Die Mastering-Branche steckt zur Zeit mitten in einem Paradigmenwechsel. Bis vor kurzem hieß es noch, dass alles so laut wie möglich klingen muss, um ja die Konkurrenz zu übertrumpfen. Dies war allerdings weder im Sinne der Mastering-Tontechniker noch im Sinne der Verbraucher und vor ein paar Jahren war es dann so weit, dass sich einige zur Wehr gesetzt haben: Verbraucher, wie zum Beispiel an die 16.000 Metallica-Fans, die das für das Album Death Magnetic eine Petition unterschrieben, dass es neu gemastert werden soll, weil der Klang unerträglich für sie war, Tontechniker, die sich Gedanken darüber machten, wie eine Lautheitsnorm aussehen könnte, die optimalen Klanggenuss bietet.
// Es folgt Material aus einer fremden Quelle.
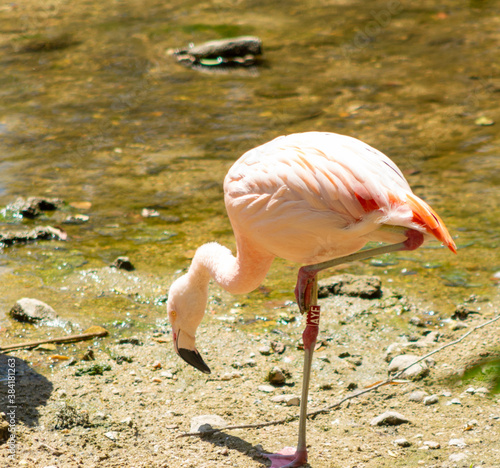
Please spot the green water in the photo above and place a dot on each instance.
(92, 108)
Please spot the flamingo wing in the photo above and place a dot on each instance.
(315, 195)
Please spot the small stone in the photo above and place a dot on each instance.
(431, 400)
(454, 326)
(432, 445)
(417, 396)
(76, 219)
(206, 423)
(123, 263)
(415, 372)
(402, 442)
(457, 457)
(266, 388)
(389, 418)
(278, 347)
(111, 435)
(417, 321)
(32, 311)
(276, 376)
(457, 443)
(289, 400)
(128, 421)
(230, 376)
(149, 213)
(265, 350)
(484, 121)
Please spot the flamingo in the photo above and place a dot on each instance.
(312, 198)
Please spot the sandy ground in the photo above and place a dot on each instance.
(133, 414)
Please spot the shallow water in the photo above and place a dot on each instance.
(94, 109)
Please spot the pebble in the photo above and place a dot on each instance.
(431, 400)
(457, 442)
(123, 263)
(415, 372)
(432, 445)
(417, 396)
(458, 326)
(206, 422)
(265, 350)
(266, 388)
(457, 457)
(389, 418)
(230, 376)
(402, 442)
(111, 435)
(289, 400)
(276, 376)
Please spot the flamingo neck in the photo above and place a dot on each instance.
(237, 275)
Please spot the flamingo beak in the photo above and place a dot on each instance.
(190, 354)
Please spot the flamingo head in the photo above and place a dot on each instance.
(186, 308)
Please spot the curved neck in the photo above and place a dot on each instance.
(237, 275)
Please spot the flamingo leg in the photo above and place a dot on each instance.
(289, 457)
(307, 274)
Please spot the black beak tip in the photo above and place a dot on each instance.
(194, 358)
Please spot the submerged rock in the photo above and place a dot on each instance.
(38, 233)
(366, 287)
(33, 207)
(389, 418)
(31, 311)
(123, 263)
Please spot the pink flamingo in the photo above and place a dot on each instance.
(308, 198)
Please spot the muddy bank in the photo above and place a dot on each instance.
(125, 402)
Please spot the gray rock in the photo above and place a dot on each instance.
(415, 372)
(32, 311)
(417, 396)
(206, 422)
(276, 376)
(431, 400)
(458, 457)
(367, 287)
(402, 442)
(457, 443)
(123, 263)
(389, 418)
(265, 350)
(432, 445)
(289, 400)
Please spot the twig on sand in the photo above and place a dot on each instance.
(390, 381)
(66, 339)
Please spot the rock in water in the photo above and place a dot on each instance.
(32, 311)
(237, 51)
(389, 418)
(366, 287)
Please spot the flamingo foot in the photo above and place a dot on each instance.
(288, 457)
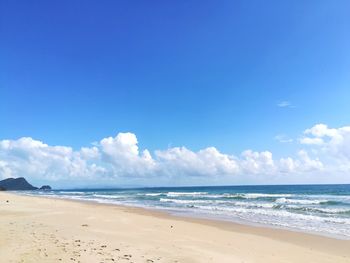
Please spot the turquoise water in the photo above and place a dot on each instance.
(323, 209)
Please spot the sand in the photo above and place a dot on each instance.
(37, 229)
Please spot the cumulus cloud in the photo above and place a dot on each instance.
(330, 141)
(283, 138)
(118, 159)
(285, 104)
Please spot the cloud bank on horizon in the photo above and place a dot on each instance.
(324, 156)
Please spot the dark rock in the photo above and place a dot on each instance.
(45, 187)
(16, 184)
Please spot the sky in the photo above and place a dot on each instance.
(175, 92)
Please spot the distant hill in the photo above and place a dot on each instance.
(18, 184)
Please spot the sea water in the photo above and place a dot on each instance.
(323, 209)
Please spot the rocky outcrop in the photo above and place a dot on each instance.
(20, 183)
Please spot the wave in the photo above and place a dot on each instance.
(284, 200)
(108, 196)
(174, 194)
(154, 194)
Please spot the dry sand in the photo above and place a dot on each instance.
(37, 229)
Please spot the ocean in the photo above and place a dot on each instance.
(320, 209)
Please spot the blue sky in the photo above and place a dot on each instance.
(175, 73)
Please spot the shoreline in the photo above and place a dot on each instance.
(291, 245)
(200, 218)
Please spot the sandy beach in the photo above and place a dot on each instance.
(37, 229)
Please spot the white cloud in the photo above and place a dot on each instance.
(285, 104)
(118, 159)
(283, 138)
Auch wenn der pumpende Effekt extrem eingestellter Limiter und Kompressoren einigen Musikrichtungen, gerade im Dancebereich, erst so richtig den letzten Kick gibt, bin ich froh, dass mit der EBU-Richtlinie R128 eine sinnvolle Norm für Rundfunkbeiträge eingeführt wurde und hoffe, dass sich diese auch im Internet z.B. bei Streamingdiensten und auch bei der Musikindustrie durchsetzt. Denn von anderen Werken abheben sollte sich eines durch seine hervorragenden Klangeigenschaften und nicht durch Lautheit. Und wenn bezüglich der Lautheit wieder gleiche Bedingungen für alle gelten, wird dieser Aspekt wieder stärker in den Vordergrund gerückt. Ich achte schon jetzt besonders auf klangliche Qualität beim Mastern, kann aber auch laut, wenn es sein muss.

Angebot

Ich mastere jeden Auftrag grundsätzlich sowohl konform mit der EBU-Richtlinie R128 als auch auf Wunsch in einer lauten Version.  Für weitere Absprachen, besondere Anforderungen und eine allgemeine Angebotserstellung könnt ihr mich einfach kontaktieren.

Werdegang

Mit dem Mastering habe ich erst später angefangen als mit dem Mischen, da ich zunächst meine Mehrspuraufnahmen mit Cubase VST auch auf Minidisc aufgenommen und am Recorder einfach den Pegel ausgesteuert habe. Die Wichtigkeit eines guten Masterings wurde mir dann im Jahr 2000 so langsam klar, als ich meine ersten Demo-CDs brennen wollte und es dann doch alles recht unterschiedlich klang. Schon früh habe ich mir das Arbeiten mit Multiband-Kompressoren angeeignet, auch wenn mir einige Tontechniker gesagt haben, dies sei viel zu kompliziert und gar nicht nötig. Meine Erfahrung sagt was anderes, nötig ist zwar nichts, aber sinnvoll ist es durchaus, weil sich damit, wenn auch subtil, noch so einiges verfeinern lässt, was ein schlichter Kompressor einfach nicht kann. Ja, es ist kompliziert und es braucht Erfahrung, aber die Arbeit hat sich gelohnt.